Além dos 5 princípios descritos acima, um dos pontos centrais das HROs é o conceito de mindfullness (atenção plena). “Atenção plena” pode ser entendido como a qualidade que os indivíduos trazem à atenção e à consciência de si mesmos, de suas ações e de seu ambiente. As HROs desenvolvem continuamente processos e treinamentos de forma a aumentar a qualidade da atenção em toda a organização, resultando em um aumento do estado de alerta e da consciência dos colaboradores nas tarefas diárias e permitindo que eles detectem e atuem em pequenas variações que possam indicar riscos potenciais.

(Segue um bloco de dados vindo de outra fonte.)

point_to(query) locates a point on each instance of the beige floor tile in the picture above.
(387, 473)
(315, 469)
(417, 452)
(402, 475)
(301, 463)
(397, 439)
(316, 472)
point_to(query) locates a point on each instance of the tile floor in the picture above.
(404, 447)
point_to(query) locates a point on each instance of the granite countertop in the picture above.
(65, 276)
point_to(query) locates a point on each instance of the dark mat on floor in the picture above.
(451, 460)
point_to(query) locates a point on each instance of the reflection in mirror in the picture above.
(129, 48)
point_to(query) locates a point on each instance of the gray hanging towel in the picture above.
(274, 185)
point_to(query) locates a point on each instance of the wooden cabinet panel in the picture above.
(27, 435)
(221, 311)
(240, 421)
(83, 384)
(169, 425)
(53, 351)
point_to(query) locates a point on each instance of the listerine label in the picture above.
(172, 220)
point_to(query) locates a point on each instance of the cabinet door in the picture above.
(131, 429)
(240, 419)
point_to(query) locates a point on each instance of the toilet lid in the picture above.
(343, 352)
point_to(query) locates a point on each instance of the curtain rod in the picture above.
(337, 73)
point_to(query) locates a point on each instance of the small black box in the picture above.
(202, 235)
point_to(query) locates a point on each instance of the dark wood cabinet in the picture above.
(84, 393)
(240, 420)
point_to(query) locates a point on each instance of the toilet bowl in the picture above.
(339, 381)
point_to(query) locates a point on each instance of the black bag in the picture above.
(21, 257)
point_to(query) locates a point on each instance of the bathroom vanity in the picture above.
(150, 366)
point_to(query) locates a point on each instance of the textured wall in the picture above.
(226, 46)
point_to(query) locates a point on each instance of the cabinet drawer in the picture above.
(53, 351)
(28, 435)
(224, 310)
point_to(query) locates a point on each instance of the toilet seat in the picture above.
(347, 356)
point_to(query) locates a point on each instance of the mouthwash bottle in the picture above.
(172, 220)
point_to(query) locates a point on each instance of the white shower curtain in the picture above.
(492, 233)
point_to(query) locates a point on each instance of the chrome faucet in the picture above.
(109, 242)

Concluindo: está claro que uma série de riscos de segurança cibernética novos e potencialmente inesperados continuarão a surgir durante os próximos anos. Ou seja: espere o inesperado. No entanto, as organizações podem fazer muito para gerir os riscos de segurança cibernética existentes e emergentes. E, para terem sucesso, devem sair da zona de conforto tradicional da segurança cibernética – que ainda tende a concentrar-se em controles técnicos e a dar maior ênfase à antecipação de eventos de risco – e também começar a apoiar cada vez mais o desenvolvimento da sua resiliência.